Director to discuss making movies outside the Hollywood bubble

One of the thrusts of the newly minted cinema studies department is giving students the necessary skills to crack the film industry outside of the traditional channels that have led to Hollywood.

Several alumni have already done as much, helped along by talented faculty who teach them how to do top-notch work with a minimal crew on a small budget.

As such, the upcoming visit of filmmaker/producer/writer Sam Bailey is a particularly good fit for that ethos.

Sam Bailey Bailey carved her own path as the co-creator and director of the web series “Brown Girls.” Set and filmed in Bailey’s hometown of Chicago, “Brown Girls” tells the unvarnished, fictionalized story of two women of color. The series garnered an Emmy nomination, caught the attention of HBO, which is in the process of adapting it into a series, and launched Bailey into the conversation of today’s top young filmmakers.

“I tell stories that allow women of color to be flawed, a little unruly and kinda mediocre,” Bailey has said of her work.

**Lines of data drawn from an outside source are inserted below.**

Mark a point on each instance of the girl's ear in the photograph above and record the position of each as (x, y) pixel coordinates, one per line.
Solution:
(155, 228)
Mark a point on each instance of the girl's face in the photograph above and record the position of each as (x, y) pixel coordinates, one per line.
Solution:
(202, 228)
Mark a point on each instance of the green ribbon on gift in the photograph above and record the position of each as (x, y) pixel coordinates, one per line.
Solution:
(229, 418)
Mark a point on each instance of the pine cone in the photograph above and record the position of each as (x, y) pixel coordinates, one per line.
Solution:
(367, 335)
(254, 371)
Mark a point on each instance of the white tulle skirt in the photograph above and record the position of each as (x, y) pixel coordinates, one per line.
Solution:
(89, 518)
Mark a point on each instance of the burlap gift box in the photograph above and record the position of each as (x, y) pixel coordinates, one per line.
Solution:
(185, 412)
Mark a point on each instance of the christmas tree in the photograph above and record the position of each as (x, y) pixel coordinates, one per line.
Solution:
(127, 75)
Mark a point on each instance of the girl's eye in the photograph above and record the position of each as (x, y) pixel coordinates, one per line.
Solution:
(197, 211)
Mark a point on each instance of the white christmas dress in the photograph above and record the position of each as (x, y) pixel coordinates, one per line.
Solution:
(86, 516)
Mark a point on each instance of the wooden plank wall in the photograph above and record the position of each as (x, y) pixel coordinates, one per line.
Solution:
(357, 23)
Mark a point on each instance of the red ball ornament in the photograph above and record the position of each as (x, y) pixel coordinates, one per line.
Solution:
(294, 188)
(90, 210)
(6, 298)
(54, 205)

Bailey will host a public question-and-answer session at 4 p.m. Thursday, Feb. 8, in the Erb Memorial Union’s Crater Lake South Room as part of cinema studies’ Working Filmmaker Series.

Bailey’s independent approach to her craft, her unconventional entry into the entertainment industry, and the stories she chooses to tell make her an ideal role model for cinema studies students, said Mike Aronson, the department head.

“With all of the current energy focused on Hollywood, women and the media, she’s a great positive example of what can work,” Aronson said. “And, importantly, she’s done it outside of the system which has traditionally limited opportunities for women just like Bailey.”

Not only has Bailey produced shows on her own terms, she did so far away from Hollywood’s bubble, choosing to get her start and remain in Chicago up until last summer, when she relocated to Los Angeles.

Bailey, whose visit is also sponsored by the ethnic studies and women's, gender and sexuality studies departments, is expected to discuss her experiences and the hurdles she’s had to overcome as a woman of color to establish herself in Hollywood. She also puts women of color at the center of her work.

“Brown Girls” follows the friendship between a Pakistani-American woman and her best girlfriend, who is black. Her newest series, “You’re So Talented,” tells the story of an out-of-work black actress in Chicago.

“She makes a really great person for our students to work with to recognize the challenges and opportunities they may face,” Aronson said. “We want them to see all the different ways they can engage, all the struggles.”

Bailey strives to have the people behind the camera reflect the diversity of those she puts in front of it. That dovetails with a similar effort being undertaken by Aronson and his cinema studies colleagues and is part of the reason they’ve reached out to partner with other departments for programs such as this, in hopes of telling the stories of those who are underrepresented in film and other media, whether they are women, people of color or queer.

Toward that end, prior to her Q&A session, Bailey will host a storytelling workshop with a small group of students from the sponsoring departments.

“She’ll be working with them on how to translate ideas into viable moving images on their own terms, championing stories that often don’t get told,” Aronson said.